If you are looking for open-source analytics software, then RapidMiner usually appears at the top of any search. RapidMiner consistently scores high in third party reviews and can be used free of charge, depending on how many records you are modelling. After a certain size, the price will scale depending on the number of records. I downloaded this software to give it a review and found it also offers a nice GUI and far more modelling options than my first favourite IBM Modeler. If you are looking to get set up for in-house analytics and you have a smaller budget, I don’t see how you can go wrong with Rapid Miner.
Orange is right up there with RapidMiner, and is also very highly recommended. Similarly to RapidMiner, Orange is open-sourced, except there does not appear to be a fee structure for its use. In the next few weeks we intend to review this software in detail and compare it ourselves to the others. For now, we can only tell you that we do not know personally how well it works, but we looked at the reviews and it seems to be a sound alternative.
Knime Analytics Platform
Recently, Alex directed me to Knime Analytics which I had heard of but never tried. Knime appears to be cloud based and that alone peaks my interest. While the organization I work for does not permit its data to exist on the cloud, I am interested in looking into this further because more and more data is being loaded into the cloud these days.
Underneath many of these platforms lies R, a powerful statistical language by itself which is also completely open-sourced.

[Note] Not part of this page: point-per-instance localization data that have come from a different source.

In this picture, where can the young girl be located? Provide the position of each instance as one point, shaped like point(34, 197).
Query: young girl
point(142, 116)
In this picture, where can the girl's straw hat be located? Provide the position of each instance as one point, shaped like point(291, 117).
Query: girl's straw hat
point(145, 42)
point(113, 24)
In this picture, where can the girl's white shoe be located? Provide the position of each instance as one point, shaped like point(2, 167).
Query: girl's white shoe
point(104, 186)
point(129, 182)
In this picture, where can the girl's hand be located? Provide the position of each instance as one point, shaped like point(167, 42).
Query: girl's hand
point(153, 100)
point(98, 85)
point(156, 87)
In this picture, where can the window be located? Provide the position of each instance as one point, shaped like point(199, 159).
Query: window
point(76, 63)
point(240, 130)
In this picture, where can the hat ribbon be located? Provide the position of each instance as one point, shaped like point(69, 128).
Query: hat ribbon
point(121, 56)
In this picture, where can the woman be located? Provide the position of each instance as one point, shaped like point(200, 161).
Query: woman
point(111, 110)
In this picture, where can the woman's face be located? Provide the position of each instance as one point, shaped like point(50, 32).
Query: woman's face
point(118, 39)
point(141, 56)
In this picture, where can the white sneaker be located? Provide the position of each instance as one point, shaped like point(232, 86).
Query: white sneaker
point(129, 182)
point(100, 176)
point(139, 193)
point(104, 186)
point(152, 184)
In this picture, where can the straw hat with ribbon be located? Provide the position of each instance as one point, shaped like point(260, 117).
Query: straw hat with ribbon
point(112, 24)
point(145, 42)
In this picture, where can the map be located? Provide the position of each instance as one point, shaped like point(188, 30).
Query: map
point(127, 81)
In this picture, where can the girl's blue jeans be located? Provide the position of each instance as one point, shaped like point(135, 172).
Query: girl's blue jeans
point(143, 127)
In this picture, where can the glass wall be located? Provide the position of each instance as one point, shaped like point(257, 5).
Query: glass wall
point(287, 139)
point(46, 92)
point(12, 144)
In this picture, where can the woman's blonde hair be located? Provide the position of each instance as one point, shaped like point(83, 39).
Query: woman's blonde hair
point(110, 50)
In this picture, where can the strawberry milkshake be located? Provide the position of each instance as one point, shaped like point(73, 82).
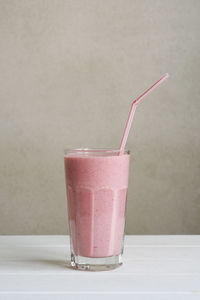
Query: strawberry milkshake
point(96, 183)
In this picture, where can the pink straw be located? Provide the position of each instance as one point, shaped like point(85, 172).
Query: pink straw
point(133, 108)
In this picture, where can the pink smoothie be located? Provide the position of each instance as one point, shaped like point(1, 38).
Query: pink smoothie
point(96, 193)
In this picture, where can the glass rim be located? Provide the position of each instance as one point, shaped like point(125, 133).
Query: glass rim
point(95, 150)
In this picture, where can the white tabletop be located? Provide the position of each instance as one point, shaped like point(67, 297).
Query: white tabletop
point(155, 267)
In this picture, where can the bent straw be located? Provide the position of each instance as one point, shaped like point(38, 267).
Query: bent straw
point(133, 108)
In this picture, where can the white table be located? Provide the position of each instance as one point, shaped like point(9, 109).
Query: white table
point(155, 267)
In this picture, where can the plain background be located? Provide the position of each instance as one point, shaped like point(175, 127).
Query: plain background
point(68, 73)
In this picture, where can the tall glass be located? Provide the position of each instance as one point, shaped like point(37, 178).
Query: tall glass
point(96, 183)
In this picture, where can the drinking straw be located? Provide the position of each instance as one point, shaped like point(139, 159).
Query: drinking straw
point(133, 108)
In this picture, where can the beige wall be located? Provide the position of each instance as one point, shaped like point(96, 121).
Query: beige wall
point(68, 73)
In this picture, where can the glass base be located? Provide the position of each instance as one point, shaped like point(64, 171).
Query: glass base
point(95, 263)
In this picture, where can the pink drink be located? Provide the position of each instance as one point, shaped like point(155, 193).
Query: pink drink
point(97, 185)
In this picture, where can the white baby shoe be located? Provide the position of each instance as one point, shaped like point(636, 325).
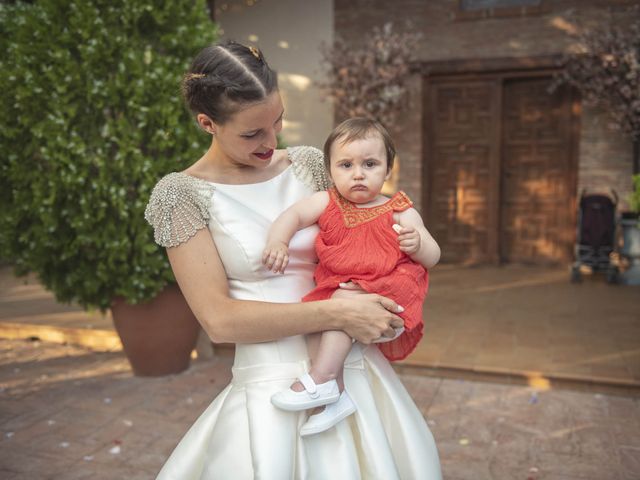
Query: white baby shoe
point(399, 332)
point(312, 396)
point(330, 416)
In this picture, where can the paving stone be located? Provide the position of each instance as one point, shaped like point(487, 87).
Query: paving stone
point(482, 430)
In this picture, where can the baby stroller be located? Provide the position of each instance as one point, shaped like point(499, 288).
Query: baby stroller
point(596, 235)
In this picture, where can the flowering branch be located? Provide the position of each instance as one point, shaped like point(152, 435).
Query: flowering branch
point(371, 79)
point(607, 73)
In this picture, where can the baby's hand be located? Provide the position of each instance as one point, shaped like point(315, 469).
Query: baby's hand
point(276, 256)
point(408, 238)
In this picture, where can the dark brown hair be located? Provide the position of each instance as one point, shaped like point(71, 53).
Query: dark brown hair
point(225, 76)
point(358, 128)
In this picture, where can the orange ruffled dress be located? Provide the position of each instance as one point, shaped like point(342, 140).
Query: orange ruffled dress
point(359, 244)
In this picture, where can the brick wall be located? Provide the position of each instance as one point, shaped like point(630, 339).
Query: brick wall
point(605, 157)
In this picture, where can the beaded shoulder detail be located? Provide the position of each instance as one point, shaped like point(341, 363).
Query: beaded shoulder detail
point(308, 167)
point(354, 216)
point(178, 208)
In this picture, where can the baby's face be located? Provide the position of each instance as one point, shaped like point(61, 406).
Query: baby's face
point(359, 168)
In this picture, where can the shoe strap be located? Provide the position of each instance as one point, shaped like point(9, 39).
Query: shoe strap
point(309, 385)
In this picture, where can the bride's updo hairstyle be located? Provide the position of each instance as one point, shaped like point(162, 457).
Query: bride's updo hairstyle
point(225, 76)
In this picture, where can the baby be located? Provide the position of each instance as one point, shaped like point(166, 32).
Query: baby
point(367, 243)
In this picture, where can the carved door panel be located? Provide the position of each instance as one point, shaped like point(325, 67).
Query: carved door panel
point(462, 177)
point(500, 170)
point(537, 218)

Using R as it is reminds me a lot of the good old days working in DOS. It does not come with a pretty GUI like the other packages, the data is just in there and all you see is a blinking cursor.
That said, if this does not sound like much fun to you, there are also provided many, many, many open-sourced interfaces for R that adds GUI capability, graphing and other tools. In fact, many of the modelling components themselves are offered as individual modules. Just pick and choose what you like. Because so many analytics packages are build on R, having a good understanding of R and its workers can only help you if you should choose one of the other analytics tools.
Of course, if you don’t want to learn that’s okay too. I’ve managed to get by without it for the last twelve years and I am doing fine so far. Consider this though, because R is open-sourced, it is moving faster and growing more powerful than many of the mainstream applications, so learning R might give you an extra edge when building your models. I am looking at learning R myself, just for that reason.